The Royal Bengal mangalsutra (first seen on Priyanka Chopra Jonas) was announced for pre-orders in June last year. Priced at ₹1,98,500, it sold 200 pieces during the lockdown.

What About the “Big” deal Then?

Many years back at the urging of and introduction by Fern Mallis, then senior VP with IMG Fashion and the co-founder of New York Fashion Week, Sabyasachi debuted at NYFW in 2006. With the persuasive Kelly Cutrone as his publicist, the designer recalls that he found many buyers. He showed for a couple more times after that. “Yet something was not centred. Everyone wanted an essence of India as long as it wasn’t too Indian,” he says adding that he decided to return to India (with his rani pinks and embroideries) to grow his brand. “To become a global voice, I needed a language of my own,” he says.
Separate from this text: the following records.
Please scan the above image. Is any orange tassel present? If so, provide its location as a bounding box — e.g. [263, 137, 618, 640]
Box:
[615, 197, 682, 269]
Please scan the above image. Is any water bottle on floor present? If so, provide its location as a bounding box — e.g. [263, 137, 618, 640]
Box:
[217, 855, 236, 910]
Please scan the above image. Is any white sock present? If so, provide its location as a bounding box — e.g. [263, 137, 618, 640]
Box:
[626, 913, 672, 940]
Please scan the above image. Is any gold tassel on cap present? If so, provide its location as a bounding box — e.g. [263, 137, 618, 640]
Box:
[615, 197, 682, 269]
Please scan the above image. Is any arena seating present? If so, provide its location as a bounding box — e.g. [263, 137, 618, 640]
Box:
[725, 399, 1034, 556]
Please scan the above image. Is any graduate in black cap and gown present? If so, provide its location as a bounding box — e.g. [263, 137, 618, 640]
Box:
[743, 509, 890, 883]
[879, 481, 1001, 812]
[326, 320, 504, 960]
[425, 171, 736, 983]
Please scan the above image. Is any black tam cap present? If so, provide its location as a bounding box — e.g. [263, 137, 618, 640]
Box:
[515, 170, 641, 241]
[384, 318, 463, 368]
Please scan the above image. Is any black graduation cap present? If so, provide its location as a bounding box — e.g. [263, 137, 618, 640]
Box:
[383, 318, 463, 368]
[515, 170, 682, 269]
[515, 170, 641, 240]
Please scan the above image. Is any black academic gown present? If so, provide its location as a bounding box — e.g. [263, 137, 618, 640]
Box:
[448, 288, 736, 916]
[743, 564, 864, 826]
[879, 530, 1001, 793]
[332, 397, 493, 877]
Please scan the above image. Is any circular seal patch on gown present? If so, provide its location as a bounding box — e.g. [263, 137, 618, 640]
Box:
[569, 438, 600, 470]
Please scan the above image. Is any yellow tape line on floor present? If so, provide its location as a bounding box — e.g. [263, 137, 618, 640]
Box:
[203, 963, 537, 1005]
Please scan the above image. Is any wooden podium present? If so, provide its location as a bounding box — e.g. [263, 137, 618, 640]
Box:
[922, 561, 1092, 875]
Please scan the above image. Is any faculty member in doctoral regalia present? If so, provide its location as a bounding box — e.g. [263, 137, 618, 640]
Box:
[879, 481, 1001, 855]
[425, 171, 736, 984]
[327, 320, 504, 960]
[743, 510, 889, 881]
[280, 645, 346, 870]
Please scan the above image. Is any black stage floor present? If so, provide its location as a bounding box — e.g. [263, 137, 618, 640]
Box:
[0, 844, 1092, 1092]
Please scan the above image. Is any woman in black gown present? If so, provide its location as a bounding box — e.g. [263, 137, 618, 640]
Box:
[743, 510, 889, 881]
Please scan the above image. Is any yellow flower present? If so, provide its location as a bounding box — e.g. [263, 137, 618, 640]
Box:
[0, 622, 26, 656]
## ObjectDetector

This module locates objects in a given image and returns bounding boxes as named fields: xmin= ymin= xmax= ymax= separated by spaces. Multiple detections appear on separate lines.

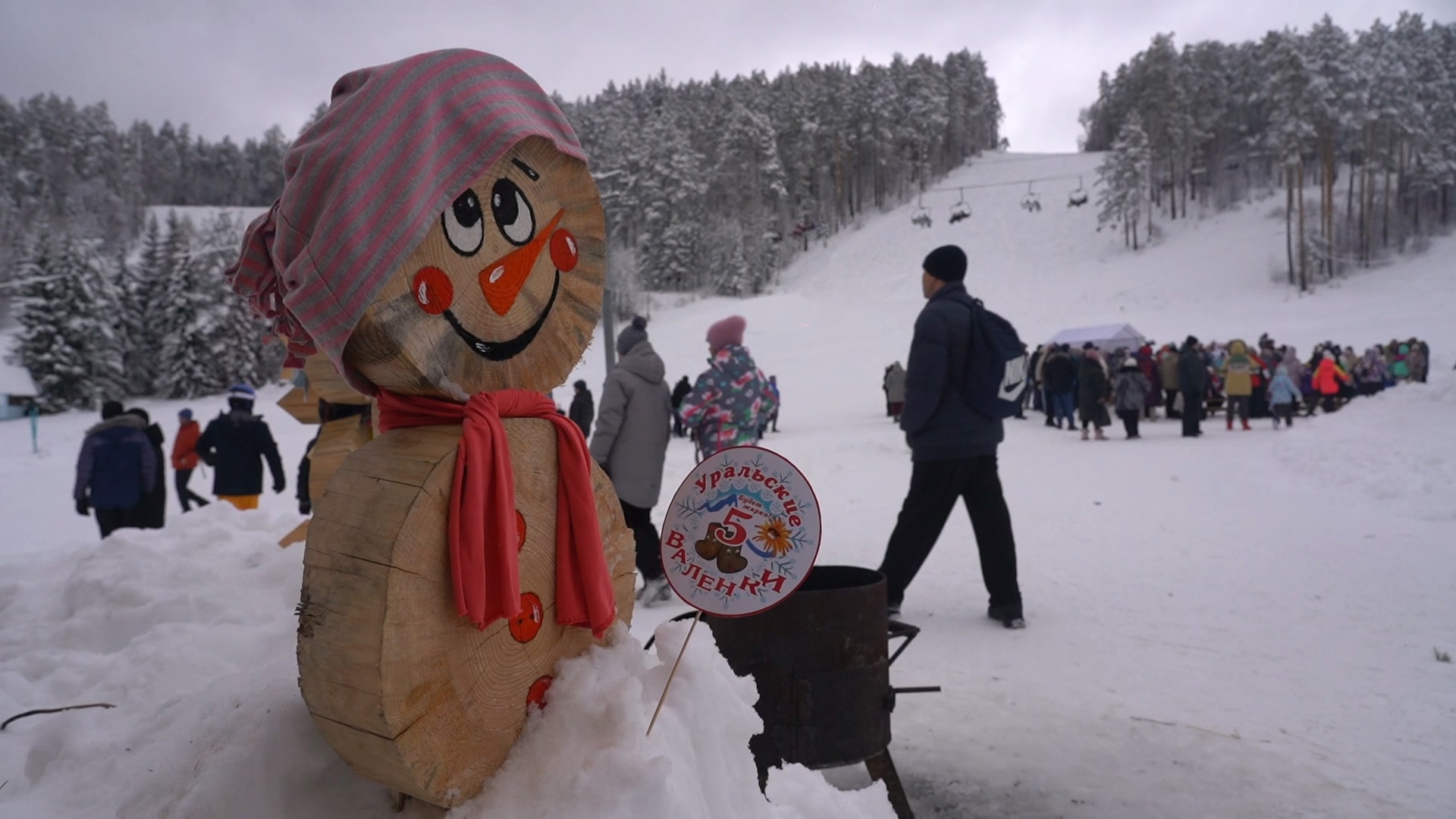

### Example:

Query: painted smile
xmin=441 ymin=268 xmax=560 ymax=362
Thirteen years later, that’s why you will find the unapologetic symbol of bridal excess from India, the lehnga in Bergdorf Goodman standing across Dior and Chanel couture. For young and emerging Indian designers, Sabyasachi’s message is to get out there with your own language and on your own terms. To be unafraid of Indianness in form, fabric and thought. However, for most business strategists, it may be the business strategy of smartening up the fortunes of Indian accessories abroad that makes the most sense.


Photo: Frazer Harrison / Getty Images North America / Getty Images via AFP

A look from Sabyasachi’s Spring 2007 collection showcased at Olympus Fashion Week at the UPS Hub in Bryant Park in New York City.

Just that one last question. With couture essentially being a bespoke creation, if someone, maybe a crazy rich Asian asks Sabyasachi to make an orthopedic sling or a swimming suit from printed and embroidered textiles, will he agree?

“No, as a brand we don’t take commissions from anyone. We will never allow a customer to dictate what to make,” he says, quoting Steve Jobs. “It is our job to figure out what (customers) want before they do.” That may help him secure a permanent couture store inside Bergdorf Goodman.

Disappointing as it may be for Bling Empire protagonists, the formidable Anna Shay and her wealth-on-steroids tribe from the new Netflix show need not fret. They could actually popup at Bergdorf Goodman and take a Taj Mahal back home. On a minaudière sling of course.